Excerpt from Chapter 11, “Welcome to Paradise,” of Hats & Eyeglasses
After a few months’ hiatus, I go back to the Taj Majal’s poker room. To my surprise, the room, which had been bursting at the seams for the past year or so, is half empty. I keep asking the dealers what’s going on, but no one seems to know. Finally a Vietnamese dealer comes to the table. “No players here tonight,” she says, as she gets settled. “Everyone playing online.”
“What’s that mean?” I ask.
“Why come to casino when you can stay home and play in pajamas?” she says with a shrug.
The other players don’t take notice, but my antennae go up into the stratosphere. I have never heard about online gambling — it’s still in its infancy in 1999 — but immediately it seems genius, the smartest idea I’ve ever been privy to. I’m certain I will take a foray into this new world. I’m Columbus, ready to discover, ready to conquer.
As soon as I get back to my office, I start looking up online poker. It takes some time to find the sites — there are only a few. I sign on to one called Paradise Poker, because its logo shows a gorgeous Caribbean beach. My computer is still on dial-up — cable hasn’t come to my town yet — and it takes close to two hours to download their software. I have to register, sign in, and then choose an onscreen name. Sloane, my middle name, which nearly no one knows, feels mysterious. Connected to me, but not really. Am I over 18? I check the box, assuring them that I am.
You can play for real cash or for pretend money. They give you two thousand dollars in play money and you go to one of the tables. I click a little icon, and there Sloane is, sitting at a table. Go figure, I hear my mother say. There is a little dialogue box on the bottom of the screen where players can talk to one another.
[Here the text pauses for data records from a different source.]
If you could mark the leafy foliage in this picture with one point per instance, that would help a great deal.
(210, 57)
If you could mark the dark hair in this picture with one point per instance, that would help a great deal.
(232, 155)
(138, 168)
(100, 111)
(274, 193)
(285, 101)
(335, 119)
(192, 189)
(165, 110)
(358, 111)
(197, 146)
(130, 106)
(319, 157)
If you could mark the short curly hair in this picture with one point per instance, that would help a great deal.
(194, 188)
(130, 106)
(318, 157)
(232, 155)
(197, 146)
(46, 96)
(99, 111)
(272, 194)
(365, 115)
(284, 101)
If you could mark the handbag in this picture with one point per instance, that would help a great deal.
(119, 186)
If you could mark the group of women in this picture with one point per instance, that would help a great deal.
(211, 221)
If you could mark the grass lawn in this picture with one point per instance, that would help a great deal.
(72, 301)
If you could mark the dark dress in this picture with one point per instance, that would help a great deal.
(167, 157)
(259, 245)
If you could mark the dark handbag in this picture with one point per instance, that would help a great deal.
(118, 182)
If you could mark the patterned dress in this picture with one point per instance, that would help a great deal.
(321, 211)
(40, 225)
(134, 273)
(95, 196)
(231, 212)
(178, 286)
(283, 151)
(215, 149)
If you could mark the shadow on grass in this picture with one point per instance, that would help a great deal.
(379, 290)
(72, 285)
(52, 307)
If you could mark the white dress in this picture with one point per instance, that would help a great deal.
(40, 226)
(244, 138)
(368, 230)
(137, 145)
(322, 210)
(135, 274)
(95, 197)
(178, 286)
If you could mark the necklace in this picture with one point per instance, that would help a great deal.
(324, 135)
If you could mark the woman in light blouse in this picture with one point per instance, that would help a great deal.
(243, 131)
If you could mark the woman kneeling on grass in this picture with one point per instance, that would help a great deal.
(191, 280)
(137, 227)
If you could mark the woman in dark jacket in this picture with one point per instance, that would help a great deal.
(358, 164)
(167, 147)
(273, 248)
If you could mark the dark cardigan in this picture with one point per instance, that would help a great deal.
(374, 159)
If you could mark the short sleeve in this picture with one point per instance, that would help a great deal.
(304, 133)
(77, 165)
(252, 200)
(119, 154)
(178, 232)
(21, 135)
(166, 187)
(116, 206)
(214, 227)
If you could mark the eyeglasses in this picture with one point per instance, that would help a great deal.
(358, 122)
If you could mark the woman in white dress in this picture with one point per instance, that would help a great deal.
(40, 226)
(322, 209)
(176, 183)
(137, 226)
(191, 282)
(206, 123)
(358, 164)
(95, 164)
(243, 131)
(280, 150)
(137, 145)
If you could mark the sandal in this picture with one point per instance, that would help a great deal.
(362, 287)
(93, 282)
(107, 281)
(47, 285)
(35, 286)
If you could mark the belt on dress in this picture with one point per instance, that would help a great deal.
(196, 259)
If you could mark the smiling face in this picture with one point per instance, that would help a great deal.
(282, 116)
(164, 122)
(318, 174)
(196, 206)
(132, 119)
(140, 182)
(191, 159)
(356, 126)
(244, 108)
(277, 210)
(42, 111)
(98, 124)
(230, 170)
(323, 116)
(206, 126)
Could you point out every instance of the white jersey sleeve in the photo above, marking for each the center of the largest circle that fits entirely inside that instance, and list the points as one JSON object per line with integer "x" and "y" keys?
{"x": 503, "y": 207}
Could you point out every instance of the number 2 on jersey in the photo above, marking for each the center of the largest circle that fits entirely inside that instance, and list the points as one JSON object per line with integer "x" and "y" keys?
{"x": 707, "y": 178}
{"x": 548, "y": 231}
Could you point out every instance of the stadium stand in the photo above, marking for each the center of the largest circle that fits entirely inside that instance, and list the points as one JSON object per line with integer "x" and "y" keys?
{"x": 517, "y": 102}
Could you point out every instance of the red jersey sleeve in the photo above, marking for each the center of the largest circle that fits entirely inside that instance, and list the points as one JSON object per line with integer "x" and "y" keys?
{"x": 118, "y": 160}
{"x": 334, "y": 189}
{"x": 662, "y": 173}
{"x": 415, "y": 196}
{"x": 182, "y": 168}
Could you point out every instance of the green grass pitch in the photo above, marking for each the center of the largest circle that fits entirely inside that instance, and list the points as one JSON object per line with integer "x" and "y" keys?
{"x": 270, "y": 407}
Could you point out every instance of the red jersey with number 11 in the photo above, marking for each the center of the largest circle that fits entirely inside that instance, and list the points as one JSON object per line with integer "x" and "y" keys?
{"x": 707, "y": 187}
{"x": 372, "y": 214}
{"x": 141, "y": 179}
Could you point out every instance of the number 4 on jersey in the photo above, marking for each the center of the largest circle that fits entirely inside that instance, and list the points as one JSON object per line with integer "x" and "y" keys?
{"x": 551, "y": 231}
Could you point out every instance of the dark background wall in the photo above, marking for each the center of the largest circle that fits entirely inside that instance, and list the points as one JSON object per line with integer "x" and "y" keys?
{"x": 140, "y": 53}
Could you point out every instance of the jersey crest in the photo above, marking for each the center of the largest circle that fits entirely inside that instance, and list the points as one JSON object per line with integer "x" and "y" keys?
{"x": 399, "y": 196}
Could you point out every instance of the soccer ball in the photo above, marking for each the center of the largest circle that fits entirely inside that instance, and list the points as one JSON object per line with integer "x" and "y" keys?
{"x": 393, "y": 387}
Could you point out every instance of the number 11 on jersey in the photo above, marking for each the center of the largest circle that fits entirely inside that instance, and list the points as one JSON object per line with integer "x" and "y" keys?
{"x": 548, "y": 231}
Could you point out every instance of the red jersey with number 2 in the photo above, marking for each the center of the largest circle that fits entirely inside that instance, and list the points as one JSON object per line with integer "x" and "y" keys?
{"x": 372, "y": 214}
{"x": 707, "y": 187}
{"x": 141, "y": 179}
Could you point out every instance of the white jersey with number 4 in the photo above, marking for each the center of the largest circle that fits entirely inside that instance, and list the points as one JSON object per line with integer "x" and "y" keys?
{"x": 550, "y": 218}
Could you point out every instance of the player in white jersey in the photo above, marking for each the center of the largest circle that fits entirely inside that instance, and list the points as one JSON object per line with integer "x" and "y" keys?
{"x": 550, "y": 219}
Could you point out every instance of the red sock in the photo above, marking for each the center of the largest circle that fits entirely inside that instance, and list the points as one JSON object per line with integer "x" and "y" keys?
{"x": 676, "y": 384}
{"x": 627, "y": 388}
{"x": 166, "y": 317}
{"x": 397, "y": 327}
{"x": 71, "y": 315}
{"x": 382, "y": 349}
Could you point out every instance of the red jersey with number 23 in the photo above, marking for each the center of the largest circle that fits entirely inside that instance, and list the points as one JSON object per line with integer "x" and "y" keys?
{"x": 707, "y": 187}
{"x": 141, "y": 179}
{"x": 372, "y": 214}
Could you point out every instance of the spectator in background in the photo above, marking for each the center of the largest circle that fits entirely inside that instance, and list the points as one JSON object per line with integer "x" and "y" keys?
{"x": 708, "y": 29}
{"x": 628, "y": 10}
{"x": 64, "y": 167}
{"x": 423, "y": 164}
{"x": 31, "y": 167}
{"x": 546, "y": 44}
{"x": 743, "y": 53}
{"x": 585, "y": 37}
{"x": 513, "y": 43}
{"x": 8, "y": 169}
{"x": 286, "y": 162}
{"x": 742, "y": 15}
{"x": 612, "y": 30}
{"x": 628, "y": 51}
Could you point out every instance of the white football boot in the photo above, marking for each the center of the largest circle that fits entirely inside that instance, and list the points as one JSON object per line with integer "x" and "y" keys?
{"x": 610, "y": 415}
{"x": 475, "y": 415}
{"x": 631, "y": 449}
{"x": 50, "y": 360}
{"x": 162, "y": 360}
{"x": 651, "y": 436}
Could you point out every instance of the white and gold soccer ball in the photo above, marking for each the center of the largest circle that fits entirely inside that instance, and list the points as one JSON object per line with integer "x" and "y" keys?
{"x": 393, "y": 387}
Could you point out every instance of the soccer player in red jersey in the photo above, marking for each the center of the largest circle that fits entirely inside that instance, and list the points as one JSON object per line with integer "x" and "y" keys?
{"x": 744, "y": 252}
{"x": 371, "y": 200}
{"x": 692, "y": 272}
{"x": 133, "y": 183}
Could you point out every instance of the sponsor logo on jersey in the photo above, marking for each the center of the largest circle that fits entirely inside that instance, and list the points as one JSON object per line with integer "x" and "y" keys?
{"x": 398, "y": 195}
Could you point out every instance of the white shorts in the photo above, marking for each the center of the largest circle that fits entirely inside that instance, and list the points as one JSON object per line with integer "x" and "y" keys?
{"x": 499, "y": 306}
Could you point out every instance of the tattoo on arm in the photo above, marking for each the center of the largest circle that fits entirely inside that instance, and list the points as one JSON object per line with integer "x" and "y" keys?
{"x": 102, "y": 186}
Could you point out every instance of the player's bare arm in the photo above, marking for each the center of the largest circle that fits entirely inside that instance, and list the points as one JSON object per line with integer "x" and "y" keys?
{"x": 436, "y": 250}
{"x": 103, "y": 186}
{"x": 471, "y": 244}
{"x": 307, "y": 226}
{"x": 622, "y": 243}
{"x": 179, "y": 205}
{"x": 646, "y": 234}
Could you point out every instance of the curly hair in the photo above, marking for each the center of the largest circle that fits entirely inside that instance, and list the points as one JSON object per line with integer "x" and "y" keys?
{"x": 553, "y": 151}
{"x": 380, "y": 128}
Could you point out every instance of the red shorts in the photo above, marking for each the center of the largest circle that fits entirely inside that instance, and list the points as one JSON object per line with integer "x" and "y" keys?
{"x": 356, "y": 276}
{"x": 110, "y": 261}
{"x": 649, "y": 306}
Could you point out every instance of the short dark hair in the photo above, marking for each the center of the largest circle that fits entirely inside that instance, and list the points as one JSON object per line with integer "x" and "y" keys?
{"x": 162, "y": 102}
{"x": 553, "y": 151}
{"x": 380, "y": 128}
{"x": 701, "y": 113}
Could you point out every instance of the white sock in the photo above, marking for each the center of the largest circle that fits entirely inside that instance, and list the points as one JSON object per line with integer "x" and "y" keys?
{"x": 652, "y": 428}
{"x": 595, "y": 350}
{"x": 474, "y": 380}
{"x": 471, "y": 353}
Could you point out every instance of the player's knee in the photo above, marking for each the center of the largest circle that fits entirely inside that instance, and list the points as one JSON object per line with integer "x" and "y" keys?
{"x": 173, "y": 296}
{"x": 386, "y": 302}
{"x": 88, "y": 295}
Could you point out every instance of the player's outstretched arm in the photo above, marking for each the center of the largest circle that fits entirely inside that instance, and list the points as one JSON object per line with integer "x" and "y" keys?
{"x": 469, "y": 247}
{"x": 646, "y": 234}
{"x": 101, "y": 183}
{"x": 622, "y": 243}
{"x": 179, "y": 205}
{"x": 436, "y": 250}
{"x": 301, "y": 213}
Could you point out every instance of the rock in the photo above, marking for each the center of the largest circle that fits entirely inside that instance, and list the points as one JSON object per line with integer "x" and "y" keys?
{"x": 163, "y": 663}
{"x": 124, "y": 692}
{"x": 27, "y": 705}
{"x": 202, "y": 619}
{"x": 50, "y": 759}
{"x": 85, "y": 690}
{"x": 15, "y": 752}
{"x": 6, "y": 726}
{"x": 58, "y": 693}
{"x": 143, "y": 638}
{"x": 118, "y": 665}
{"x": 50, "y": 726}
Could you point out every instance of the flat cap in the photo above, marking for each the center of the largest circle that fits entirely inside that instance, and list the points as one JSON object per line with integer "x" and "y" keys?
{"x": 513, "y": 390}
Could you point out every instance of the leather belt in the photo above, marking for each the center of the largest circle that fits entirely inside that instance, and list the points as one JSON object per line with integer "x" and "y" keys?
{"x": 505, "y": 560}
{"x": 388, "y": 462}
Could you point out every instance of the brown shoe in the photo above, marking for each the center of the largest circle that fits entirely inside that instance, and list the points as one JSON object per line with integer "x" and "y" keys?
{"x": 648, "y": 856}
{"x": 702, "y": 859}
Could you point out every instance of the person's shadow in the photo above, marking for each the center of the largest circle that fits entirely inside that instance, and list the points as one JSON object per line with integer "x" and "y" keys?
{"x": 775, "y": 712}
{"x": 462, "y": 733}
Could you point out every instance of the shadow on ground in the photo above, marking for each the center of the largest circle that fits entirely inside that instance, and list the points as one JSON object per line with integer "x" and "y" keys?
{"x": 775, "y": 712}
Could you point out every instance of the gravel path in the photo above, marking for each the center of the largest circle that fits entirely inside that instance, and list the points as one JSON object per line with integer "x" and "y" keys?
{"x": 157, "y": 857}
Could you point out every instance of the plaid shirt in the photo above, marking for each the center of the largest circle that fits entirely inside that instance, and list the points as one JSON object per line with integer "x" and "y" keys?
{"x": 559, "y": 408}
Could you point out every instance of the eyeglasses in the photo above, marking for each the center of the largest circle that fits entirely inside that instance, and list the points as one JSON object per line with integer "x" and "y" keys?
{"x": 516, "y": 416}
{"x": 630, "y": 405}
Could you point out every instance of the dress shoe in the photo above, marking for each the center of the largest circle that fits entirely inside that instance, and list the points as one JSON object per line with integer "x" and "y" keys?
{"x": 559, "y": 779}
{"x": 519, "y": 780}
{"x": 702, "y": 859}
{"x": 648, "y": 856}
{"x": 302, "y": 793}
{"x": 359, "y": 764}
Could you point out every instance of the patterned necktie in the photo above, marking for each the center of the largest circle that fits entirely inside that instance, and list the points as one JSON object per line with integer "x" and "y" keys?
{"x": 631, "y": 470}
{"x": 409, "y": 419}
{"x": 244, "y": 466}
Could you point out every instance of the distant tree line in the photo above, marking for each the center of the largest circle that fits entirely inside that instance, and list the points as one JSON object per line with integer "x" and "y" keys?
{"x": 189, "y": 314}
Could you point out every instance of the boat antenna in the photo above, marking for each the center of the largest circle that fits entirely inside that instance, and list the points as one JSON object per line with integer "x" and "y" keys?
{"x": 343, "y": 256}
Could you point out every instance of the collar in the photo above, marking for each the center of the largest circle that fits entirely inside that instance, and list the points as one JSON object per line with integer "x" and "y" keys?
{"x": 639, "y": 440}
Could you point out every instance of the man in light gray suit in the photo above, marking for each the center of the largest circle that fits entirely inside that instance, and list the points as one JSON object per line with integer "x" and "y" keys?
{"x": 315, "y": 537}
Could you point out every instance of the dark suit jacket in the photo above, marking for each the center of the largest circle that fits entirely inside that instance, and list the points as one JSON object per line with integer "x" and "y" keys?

The game is deadly slow, probably because we’re all on dial-up, but after three hours I have close to three thousand dollars. Okay, it’s not real, but I feel like a total winner.
I spend the next few weeks with my pretend money, playing with my virtual friends... I keep in mind what my goal is here — four to six thousand a month. Maybe just a little more. I can pay all my bills, travel when I want, go see my mother more often. I can buy my sister a fancy new car, get my niece a bigger house. Then I can help everyone I know who doesn’t have enough money. I’d never take another job. I could play poker from sunup till sunset. I would be in heaven. Really, who wouldn’t?